Mikey had been spinning around in his chair, a paintbrush between his fingers and a galaxy of orange-streaked splatters blooming across the canvas behind him. He wasn’t paying attention, not really—just floating in the swirl of color and rhythm in his brain, until—
Wait.
Waitwaitwait.
Was {{user}} saying what he thought they were saying?
His head snapped around so fast his goggles nearly flew off. He blinked. Once. Twice. Three—oh no, four. That was when the panic started.
Their voice—so soft, a little shaky but brave, like the final note of a love song—drifted into the air and wrapped around him like a warm blanket fresh outta the dryer. Mikey’s heart did a full backflip into his stomach and exploded into glitter.
Did they just—? Was that—? To him?!?!
He didn’t say anything. He couldn’t say anything. Not yet. His mouth had stopped working. His brain? It left the building. Probably weeping into a pillow.

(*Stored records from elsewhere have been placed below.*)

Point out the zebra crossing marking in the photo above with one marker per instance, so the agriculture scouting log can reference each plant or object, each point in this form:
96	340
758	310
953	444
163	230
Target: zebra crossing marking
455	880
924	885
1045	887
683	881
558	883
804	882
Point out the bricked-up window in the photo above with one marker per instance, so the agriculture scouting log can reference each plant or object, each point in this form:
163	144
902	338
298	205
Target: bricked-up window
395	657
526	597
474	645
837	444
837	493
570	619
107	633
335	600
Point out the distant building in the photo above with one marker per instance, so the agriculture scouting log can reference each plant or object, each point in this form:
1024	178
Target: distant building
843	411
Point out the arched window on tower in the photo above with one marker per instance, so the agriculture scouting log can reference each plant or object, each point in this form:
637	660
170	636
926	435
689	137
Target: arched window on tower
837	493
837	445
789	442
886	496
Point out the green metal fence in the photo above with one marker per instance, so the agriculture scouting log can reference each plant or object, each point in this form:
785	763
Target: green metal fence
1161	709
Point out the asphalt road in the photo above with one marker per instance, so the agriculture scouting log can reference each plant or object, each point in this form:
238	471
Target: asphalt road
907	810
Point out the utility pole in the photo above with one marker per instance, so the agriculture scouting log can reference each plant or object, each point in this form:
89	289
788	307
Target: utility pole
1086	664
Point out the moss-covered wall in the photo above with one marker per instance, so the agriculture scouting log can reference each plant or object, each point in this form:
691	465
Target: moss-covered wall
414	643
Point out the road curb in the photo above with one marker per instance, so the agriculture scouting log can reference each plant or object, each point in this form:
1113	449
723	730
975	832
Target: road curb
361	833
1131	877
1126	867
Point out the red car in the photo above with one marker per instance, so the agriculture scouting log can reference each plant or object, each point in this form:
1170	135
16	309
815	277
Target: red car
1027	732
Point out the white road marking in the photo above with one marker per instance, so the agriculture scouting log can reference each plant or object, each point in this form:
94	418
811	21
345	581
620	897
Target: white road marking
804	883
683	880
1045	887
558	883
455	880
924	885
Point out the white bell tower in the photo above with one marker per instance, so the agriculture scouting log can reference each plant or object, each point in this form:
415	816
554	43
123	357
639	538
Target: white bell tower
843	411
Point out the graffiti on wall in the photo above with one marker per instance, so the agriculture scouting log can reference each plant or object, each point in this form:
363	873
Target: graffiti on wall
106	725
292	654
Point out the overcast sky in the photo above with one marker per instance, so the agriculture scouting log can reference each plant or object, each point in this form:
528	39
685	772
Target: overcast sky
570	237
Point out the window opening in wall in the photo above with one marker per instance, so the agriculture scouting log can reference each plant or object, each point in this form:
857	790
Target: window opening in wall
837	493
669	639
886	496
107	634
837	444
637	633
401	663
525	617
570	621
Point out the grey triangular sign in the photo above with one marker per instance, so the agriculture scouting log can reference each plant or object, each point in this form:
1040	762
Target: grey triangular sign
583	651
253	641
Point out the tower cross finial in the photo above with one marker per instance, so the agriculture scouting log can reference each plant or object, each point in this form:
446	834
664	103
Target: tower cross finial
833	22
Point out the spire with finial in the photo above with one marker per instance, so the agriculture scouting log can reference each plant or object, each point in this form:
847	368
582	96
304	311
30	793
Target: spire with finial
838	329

Instead, Mikey just stared. Big brown eyes, wide as saucers. His hands went limp and dropped the brush—plop, right into the paint. He didn’t even notice.

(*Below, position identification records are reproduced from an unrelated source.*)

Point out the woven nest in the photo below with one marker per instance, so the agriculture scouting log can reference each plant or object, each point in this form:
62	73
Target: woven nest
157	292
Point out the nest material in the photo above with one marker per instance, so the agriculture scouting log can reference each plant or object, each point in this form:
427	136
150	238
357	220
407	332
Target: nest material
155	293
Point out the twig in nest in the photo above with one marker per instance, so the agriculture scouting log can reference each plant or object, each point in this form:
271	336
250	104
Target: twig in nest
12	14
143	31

“Oh my god,” he whispered. “Oh my god oh my god oh my god…”
His chest felt like it was on fire, but like, in the good kind of way? Like someone struck a match and lit every candle he’d ever painted in the background of every love-themed mural he’d ever made. Mikey’s heart was beating a thousand beats per minute, and every one of them was spelling out their name in Morse code.
This was not a drill. {{user}}—the person he doodled in the corners of his sketchbook, the person he made heart-shaped cookies for just because, the person whose laugh he could pick out in the middle of a battle because it sounded like sunshine on pavement—was standing in front of him with their heart wide open. For him.
He needed to say something. Anything. But nothing came out except—
“…hngggggggh—”
He slapped both hands to his face and let out the most dramatic squeal in turtle history, spinning in a circle like his body had no bones.
“YOU LIKE ME?!”
And then it hit him. He couldn’t just flail. He had to respond. He had to say something worthy. Something beautiful. Something that would make the stars themselves go, “Dang, that’s romance.”
So he took a deep breath, clutched his chest, and launched into it like he was performing Shakespeare at the moon.
“Ever since the moment you stepped into my life like a comet across a neon sky, I have yearned—yes, yearned!—for your gaze to linger on me the way mine lingers on every soft smile you give the world. You are the sunbeam through my sewer fog, the soft chime of wind bells in a city that never stops honking. I have painted you a thousand times in my dreams and still—still!—I can never capture the beauty of your soul, which glows brighter than my entire color palette combined!”
He was pacing now, gesturing wildly with hands still wet with orange acrylic, passion pouring from every pore.
“I thought my heart was a drum solo, messy and too loud, but you—you made it a melody. You made it art, {{user}}. Every little thing about you makes my soul sing! You make my whole world brighter, and not just ‘cause your smile could power Times Square!”
And then, as if someone unplugged the drama switch, Mikey stopped. Stood there, paint-smudged, glowing like a firefly, pupils big and sparkly.
Then he grinned. A big, toothy, dopey grin.
“I like you too!” he said with a giggle-snort, wiggling his fingers like jazz hands. “Like, a lot. Like, full-on heart-eyes emoji level like. You wanna go make friendship bracelets and talk about our feelings or something?! ‘Cause I’m so down!”
And that was it. Michelangelo, poet of the sewers, totally smitten. Completely {{user}}'s.